LuAnn turned slowly around, her eyes wide and glimmering.
Jackson eyed her sympathetically. “It’s inevitable, LuAnn. I’m speaking the truth, you know I am. What future do you and Lisa have with him? And if not him, another Duane and then another and another. You’ll live in poverty and you’ll die in poverty and your little girl will do the same. There’s no changing that. It’s not fair of course, but that doesn’t make it any less certain. Oh, people who have never been in your situation would say that you should just pack up and go. Take your daughter and just leave. Only they never tell you how you’re supposed to do that. Where will the money for bus fare and motel rooms and food come from? Who’ll watch your child, first while you look for work, and then when you find it, if you ever do.” Jackson shook his head in sympathy and slid the back of one hand under his chin as he eyed her. “Of course, you can go to the police if you want. But by the time you get back, there will be no one here. And do you think they’ll really believe you?” An expression of condescension played across his features. “And then what will you have accomplished? You’ll have missed the opportunity of a lifetime. Your only shot at getting out. Gone.” He shook his head sadly at her, as if to say, “Please don’t be that stupid.”
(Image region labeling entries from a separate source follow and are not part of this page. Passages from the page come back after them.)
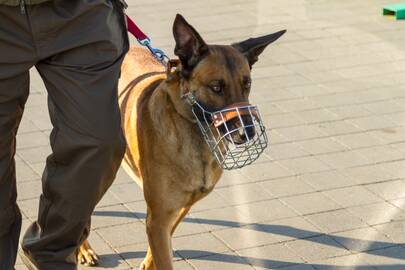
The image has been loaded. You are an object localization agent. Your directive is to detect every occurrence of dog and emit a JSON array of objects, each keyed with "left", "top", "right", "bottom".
[{"left": 78, "top": 14, "right": 285, "bottom": 270}]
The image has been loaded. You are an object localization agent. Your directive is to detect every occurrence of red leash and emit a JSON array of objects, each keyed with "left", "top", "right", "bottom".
[
  {"left": 125, "top": 15, "right": 170, "bottom": 65},
  {"left": 125, "top": 15, "right": 149, "bottom": 41}
]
LuAnn tightened her grip on the baby carrier. An agitated Lisa was starting to struggle to get out and her mother automatically started rocking the little girl back and forth. “You talking about dreams, Mr. Jackson, I got me my own dreams. Big ones. Damn big ones.” Her voice was trembling though. LuAnn Tyler had a very tough exterior built up over long, hard years of scrapping for an existence and never getting anywhere; however, Jackson’s words had hurt LuAnn, or rather the truth in those words.
“I know you do. I said you were bright and you’ve done nothing at this meeting but reinforce that opinion. You deserve far better than what you have now. However, rarely do people get what they deserve in life. I’m offering you a way to achieve your big dreams.” He abruptly snapped his fingers for effect. “Like that.”
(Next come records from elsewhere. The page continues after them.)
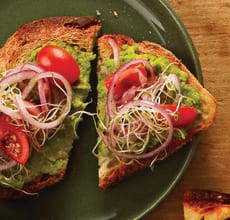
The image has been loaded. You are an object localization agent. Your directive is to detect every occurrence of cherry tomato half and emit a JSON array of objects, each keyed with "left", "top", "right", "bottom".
[
  {"left": 36, "top": 45, "right": 80, "bottom": 84},
  {"left": 0, "top": 115, "right": 29, "bottom": 164},
  {"left": 162, "top": 105, "right": 197, "bottom": 128},
  {"left": 105, "top": 64, "right": 147, "bottom": 100}
]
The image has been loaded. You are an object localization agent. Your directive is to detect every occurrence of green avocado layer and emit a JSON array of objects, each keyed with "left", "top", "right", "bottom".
[
  {"left": 0, "top": 42, "right": 96, "bottom": 189},
  {"left": 97, "top": 45, "right": 201, "bottom": 157}
]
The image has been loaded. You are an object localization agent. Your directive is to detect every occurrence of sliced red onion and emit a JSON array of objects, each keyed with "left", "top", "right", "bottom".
[
  {"left": 0, "top": 70, "right": 37, "bottom": 91},
  {"left": 21, "top": 63, "right": 45, "bottom": 73},
  {"left": 165, "top": 73, "right": 181, "bottom": 93},
  {"left": 107, "top": 100, "right": 173, "bottom": 160},
  {"left": 15, "top": 72, "right": 72, "bottom": 129},
  {"left": 0, "top": 149, "right": 17, "bottom": 171},
  {"left": 106, "top": 59, "right": 154, "bottom": 118},
  {"left": 108, "top": 37, "right": 120, "bottom": 68},
  {"left": 38, "top": 78, "right": 51, "bottom": 113},
  {"left": 0, "top": 70, "right": 37, "bottom": 119}
]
She suddenly looked wary. “How do I know you’re not the police trying to set me up? I ain’t going to no prison over money.”
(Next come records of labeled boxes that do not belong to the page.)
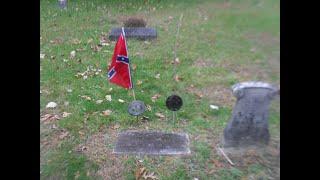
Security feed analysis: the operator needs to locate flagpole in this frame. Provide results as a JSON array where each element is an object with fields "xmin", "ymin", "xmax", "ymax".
[{"xmin": 122, "ymin": 27, "xmax": 136, "ymax": 100}]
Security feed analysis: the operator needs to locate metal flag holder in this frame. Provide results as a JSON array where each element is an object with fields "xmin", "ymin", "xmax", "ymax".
[
  {"xmin": 122, "ymin": 27, "xmax": 146, "ymax": 120},
  {"xmin": 166, "ymin": 14, "xmax": 183, "ymax": 124}
]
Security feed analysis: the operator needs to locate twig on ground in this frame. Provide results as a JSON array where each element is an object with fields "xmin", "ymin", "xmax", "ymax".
[{"xmin": 218, "ymin": 147, "xmax": 234, "ymax": 166}]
“Because it would be a clear case of entrapment, that’s why. It would never hold up in court. And why in the world would the police target you for such an elaborate scheme?”
LuAnn leaned up against the door. Under her dress she felt her heart beating erratically between her breasts.
Jackson stood up. “I know you don’t know me, but I take my business very, very seriously. I never do anything without a very good reason. I would not be here wasting your time with some joke, and I most certainly never waste my time.” Jackson’s voice carried an unmistakable ring of authority and his eyes bored into LuAnn with an intensity that was impossible to ignore.
“Why me? Out of all the people in the whole friggin’ world, why’d you come knocking on my door?” She was almost pleading.
“Fair question; however, it’s not one I’m prepared to answer, nor is it particularly pertinent.”
“How can you know I’m going to win?”
He looked at the TV. “Unless you think I was incredibly lucky with that drawing, then you shouldn’t doubt the outcome.”
“Huh! Right now, I doubt everything I’m hearing. So what if I play along and I still don’t win?”
“Then what have you lost?”
“The two bucks it costs to play, that’s what! It might not sound like much money to you, but that’s bus fare for almost a whole week!”